1. ## Continuity on rationals?

If $\displaystyle g:R \rightarrow R$ is continuous and $\displaystyle f:R \rightarrow R$ is such that f(x)=g(x) for all rational numbers x, is f continuos?

I'm not 100% sure about this because f is clearly continuos on the rationals, but what happens at the irrationals?

EDIT: Being slow today... consider g(x) = 1 (hence cts) and f(x) = 1 for x in Q, and 0 for x in R\Q. f(x) is discontinuous everywhere.

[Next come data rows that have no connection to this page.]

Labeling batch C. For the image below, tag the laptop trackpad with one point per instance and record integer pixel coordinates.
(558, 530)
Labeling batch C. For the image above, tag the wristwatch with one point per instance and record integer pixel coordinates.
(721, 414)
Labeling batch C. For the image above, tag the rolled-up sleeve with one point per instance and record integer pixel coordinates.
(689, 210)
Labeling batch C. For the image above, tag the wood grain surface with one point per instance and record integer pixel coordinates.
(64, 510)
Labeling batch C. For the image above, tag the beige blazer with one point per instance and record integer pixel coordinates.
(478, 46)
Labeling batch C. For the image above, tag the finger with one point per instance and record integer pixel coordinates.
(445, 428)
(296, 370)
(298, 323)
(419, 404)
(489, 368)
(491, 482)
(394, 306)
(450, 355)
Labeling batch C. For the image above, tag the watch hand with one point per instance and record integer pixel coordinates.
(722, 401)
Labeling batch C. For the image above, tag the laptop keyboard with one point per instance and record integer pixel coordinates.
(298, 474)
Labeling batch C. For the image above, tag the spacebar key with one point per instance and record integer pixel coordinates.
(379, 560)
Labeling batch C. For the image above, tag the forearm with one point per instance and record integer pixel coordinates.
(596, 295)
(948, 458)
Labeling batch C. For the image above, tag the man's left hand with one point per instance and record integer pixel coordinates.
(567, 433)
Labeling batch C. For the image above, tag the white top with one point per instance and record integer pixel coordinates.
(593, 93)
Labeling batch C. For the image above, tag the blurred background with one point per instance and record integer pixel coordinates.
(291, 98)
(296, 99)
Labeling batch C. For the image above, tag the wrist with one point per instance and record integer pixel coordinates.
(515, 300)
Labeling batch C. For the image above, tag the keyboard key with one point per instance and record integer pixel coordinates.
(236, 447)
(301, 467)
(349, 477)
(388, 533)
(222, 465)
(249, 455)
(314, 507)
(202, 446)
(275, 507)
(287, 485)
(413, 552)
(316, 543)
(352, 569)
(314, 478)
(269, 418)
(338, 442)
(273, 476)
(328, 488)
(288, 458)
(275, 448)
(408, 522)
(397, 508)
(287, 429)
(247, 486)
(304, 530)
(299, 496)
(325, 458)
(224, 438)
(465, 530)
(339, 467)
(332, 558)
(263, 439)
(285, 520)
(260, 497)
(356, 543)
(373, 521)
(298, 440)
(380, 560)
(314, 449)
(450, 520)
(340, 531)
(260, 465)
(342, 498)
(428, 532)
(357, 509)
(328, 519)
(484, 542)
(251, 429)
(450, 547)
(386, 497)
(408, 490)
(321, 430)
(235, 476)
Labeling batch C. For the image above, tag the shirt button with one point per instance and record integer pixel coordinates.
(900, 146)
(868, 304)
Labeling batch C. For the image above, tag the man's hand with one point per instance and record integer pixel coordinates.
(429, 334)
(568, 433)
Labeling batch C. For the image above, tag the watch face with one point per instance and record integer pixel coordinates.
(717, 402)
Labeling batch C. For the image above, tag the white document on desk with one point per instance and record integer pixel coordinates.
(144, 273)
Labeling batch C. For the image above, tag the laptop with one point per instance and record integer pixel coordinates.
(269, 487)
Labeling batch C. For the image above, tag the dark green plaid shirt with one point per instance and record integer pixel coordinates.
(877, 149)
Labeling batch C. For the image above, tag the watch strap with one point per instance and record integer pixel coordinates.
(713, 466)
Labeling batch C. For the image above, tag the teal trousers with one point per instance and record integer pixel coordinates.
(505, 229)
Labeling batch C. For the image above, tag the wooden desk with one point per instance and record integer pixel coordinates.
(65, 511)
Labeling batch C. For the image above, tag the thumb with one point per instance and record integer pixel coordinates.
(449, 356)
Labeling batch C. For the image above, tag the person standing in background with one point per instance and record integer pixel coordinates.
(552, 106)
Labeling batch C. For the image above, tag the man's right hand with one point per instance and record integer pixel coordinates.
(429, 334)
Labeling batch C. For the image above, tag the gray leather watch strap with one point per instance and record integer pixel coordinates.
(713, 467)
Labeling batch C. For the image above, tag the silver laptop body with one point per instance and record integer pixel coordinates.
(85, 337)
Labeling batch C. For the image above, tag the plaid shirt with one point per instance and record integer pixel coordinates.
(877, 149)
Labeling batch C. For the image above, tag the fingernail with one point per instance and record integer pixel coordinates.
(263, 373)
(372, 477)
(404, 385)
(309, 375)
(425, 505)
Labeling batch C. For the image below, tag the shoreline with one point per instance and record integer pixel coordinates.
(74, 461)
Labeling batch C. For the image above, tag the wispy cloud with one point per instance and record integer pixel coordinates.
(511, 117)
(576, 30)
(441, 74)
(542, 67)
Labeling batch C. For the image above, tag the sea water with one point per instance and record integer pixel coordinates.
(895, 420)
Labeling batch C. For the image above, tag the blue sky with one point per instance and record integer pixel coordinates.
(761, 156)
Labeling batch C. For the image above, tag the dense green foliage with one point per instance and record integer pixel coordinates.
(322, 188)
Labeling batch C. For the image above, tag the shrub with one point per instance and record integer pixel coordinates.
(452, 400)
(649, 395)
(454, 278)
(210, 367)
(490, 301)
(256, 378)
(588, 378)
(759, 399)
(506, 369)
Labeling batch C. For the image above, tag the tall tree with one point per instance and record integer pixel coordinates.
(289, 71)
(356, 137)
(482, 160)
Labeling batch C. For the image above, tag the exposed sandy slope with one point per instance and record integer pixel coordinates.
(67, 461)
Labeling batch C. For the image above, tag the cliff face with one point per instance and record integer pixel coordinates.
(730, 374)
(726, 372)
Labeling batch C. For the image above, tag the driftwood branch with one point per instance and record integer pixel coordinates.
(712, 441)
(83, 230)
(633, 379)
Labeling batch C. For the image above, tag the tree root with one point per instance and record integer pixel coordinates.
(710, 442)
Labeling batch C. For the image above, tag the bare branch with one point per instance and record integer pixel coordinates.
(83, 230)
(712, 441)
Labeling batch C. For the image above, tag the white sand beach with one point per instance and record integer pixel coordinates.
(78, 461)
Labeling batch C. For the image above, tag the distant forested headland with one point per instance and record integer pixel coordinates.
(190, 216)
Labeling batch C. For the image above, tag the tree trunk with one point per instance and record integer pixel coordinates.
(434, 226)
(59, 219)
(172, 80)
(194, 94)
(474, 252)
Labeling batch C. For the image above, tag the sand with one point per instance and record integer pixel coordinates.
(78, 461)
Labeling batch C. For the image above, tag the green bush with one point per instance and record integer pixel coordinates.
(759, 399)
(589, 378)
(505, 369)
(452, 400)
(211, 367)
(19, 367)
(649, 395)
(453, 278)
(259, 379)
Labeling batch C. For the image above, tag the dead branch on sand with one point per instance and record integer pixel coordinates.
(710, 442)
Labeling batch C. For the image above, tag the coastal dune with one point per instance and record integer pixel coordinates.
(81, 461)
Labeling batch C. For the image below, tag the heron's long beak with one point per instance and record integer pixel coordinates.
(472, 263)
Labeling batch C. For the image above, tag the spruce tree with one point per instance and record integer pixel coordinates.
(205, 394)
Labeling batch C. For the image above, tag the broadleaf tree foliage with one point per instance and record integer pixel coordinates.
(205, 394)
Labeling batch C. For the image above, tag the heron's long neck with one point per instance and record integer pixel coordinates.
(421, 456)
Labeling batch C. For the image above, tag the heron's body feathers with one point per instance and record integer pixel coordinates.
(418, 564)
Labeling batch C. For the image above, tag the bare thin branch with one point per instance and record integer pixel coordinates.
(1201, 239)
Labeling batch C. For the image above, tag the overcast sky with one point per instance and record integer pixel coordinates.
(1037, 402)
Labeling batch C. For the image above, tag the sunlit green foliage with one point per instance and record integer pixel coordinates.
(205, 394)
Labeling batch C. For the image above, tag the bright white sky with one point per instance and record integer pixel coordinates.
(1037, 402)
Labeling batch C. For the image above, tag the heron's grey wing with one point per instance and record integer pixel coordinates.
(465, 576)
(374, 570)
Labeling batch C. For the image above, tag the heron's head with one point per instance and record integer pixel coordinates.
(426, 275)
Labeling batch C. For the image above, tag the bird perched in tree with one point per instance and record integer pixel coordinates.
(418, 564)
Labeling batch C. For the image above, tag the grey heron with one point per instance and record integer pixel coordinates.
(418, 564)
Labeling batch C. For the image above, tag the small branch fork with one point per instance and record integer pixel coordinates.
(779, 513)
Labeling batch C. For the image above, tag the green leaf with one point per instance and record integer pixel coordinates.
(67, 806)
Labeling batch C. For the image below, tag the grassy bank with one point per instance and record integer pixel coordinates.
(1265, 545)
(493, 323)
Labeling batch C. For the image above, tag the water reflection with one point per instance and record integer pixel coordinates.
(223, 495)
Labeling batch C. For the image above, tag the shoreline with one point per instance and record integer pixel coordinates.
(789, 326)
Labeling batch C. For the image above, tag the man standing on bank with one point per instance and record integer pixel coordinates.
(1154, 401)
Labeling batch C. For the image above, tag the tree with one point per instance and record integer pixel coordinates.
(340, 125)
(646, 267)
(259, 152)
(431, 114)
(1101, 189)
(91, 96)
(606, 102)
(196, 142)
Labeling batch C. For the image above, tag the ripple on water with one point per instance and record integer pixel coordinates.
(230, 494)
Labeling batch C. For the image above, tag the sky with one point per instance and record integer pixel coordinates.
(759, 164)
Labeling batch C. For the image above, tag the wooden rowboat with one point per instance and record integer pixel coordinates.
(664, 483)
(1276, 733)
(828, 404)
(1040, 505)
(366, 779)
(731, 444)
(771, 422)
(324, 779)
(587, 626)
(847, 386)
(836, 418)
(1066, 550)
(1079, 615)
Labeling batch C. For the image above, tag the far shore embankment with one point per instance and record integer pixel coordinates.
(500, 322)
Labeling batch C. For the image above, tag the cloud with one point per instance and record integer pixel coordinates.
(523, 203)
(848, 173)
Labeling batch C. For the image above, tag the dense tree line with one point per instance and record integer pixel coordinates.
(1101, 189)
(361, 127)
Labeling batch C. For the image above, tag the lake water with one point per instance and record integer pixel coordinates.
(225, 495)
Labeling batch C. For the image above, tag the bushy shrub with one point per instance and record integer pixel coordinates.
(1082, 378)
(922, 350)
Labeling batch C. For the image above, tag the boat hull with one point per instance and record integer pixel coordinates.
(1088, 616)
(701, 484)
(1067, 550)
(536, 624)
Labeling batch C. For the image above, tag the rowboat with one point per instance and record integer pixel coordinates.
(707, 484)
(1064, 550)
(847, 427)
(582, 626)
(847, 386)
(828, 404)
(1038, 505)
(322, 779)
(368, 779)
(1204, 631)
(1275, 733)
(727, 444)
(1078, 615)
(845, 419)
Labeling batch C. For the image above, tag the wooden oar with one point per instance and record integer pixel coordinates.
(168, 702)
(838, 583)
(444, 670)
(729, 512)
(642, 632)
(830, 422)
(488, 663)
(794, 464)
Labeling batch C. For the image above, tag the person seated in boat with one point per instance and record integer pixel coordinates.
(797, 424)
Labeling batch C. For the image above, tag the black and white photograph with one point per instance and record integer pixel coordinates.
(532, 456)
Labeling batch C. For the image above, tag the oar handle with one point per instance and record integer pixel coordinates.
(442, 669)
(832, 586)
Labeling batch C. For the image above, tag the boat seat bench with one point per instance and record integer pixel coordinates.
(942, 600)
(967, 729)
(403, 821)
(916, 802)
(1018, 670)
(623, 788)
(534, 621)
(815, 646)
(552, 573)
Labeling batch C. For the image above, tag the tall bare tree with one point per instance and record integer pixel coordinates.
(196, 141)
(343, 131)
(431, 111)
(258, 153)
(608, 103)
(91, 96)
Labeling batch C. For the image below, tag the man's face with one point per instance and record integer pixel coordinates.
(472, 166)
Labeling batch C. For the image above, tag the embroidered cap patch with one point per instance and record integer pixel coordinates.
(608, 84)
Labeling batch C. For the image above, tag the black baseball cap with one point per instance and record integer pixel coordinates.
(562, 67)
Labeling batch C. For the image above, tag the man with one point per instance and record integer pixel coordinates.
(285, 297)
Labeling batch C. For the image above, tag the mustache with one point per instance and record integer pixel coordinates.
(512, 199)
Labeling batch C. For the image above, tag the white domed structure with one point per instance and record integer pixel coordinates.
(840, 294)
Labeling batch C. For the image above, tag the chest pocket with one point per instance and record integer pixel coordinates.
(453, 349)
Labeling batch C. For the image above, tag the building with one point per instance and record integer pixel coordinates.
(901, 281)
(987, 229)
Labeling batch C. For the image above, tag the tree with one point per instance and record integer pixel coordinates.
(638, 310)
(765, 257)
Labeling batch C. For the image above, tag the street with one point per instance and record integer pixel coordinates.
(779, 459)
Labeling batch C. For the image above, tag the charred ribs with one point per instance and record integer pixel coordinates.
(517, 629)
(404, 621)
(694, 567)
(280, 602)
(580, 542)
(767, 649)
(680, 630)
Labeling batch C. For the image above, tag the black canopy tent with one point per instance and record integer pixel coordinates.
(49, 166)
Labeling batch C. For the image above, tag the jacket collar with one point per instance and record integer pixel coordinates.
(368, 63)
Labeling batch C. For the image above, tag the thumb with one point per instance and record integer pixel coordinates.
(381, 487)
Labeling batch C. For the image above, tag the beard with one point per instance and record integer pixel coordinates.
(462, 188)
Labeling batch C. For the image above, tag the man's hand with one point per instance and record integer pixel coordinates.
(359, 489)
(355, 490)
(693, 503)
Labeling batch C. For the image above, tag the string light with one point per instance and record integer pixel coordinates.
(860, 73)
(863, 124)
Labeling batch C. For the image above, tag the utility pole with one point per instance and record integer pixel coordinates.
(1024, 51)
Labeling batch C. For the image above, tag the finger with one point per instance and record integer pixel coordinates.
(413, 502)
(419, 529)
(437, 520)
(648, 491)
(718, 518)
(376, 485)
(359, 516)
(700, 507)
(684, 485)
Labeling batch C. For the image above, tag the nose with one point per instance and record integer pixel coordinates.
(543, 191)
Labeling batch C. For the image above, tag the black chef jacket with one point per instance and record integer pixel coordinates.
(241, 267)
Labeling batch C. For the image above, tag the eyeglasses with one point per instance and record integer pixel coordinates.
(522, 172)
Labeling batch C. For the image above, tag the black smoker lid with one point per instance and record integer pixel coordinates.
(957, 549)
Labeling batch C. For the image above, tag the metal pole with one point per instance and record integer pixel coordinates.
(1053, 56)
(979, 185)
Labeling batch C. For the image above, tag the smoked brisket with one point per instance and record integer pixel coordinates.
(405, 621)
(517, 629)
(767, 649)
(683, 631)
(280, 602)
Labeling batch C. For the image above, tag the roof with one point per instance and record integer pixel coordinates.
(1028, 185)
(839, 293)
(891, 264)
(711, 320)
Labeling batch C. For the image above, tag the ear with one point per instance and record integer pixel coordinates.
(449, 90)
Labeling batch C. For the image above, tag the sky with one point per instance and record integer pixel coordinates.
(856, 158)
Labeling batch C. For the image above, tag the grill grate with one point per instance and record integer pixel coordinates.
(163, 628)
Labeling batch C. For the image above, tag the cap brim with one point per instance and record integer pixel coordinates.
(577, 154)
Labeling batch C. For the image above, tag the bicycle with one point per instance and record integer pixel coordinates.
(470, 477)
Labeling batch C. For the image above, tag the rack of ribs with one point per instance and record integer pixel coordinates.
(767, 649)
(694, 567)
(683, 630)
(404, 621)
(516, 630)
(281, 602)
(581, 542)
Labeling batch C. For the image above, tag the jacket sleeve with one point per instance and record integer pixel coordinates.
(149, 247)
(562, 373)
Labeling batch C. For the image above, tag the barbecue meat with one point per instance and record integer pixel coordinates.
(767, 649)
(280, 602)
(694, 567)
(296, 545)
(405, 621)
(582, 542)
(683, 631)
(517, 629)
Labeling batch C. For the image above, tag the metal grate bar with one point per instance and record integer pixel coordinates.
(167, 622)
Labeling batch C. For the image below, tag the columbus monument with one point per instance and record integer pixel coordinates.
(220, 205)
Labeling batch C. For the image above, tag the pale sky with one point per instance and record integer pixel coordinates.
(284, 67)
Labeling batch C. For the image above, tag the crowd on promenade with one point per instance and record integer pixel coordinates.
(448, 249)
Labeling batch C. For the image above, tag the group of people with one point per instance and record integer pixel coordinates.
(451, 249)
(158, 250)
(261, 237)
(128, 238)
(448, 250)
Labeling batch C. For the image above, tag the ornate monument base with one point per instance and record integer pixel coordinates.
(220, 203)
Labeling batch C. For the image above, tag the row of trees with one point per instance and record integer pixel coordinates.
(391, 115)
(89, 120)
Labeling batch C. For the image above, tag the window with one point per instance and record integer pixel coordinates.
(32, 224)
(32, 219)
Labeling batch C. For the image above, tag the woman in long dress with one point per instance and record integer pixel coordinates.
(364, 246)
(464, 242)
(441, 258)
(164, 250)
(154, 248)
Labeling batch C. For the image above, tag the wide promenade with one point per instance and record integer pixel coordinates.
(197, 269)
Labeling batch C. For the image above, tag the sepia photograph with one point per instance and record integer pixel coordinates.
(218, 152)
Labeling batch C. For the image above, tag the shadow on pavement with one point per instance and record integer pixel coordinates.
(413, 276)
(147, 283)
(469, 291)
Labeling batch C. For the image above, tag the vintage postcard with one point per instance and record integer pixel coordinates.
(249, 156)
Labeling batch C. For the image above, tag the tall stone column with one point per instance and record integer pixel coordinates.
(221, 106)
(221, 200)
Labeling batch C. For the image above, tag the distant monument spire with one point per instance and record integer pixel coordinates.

2. Let g(x) = 0 for all x and let f(x) = 0 when x is rational, f(x) = 1 when x is irrational. Clearly, f is not continuous.

On the other hand, if both f and g are continuous and f(x) = g(x) for all rational x, then f(x) = g(x) everywhere.

3. Originally Posted by emakarov
On the other hand, if both f and g are continuous and f(x) = g(x) for all rational x, then f(x) = g(x) everywhere.
How would I prove this bit?

4. Given any irrational, x, there exist a sequence of rationals, $\displaystyle \{r_i\}$ which converges to x. Since f is continuous, $\displaystyle f(x)= \lim_{i\to\infty} f(r_i)= \lim_{i\to\infty} g(r_i)= g(x)$ because g is continuous.

5. ## Re: Continuity on rationals?

An even more interesting scenario on the properties f(x) can have is the following :
Let g(x) = sin(x) which is continuous over R
Let f(x) = g(x) for x rational (f agrees with g at rationals)
= -g(x) for x irrational (reflection of graph of g along the X axis at irrational x values)
It is easy to prove that f(x) is continouus only at the points K*pi, K belonging to Integers
and discontinuous everywhere ! Similarly, we can construct counter-intuitive functions continuous, say at Integers and
discontinuous elsewhere ! The old classic ,Hobson's "Theory of Functions-I,II" would be an illuminating read !!!!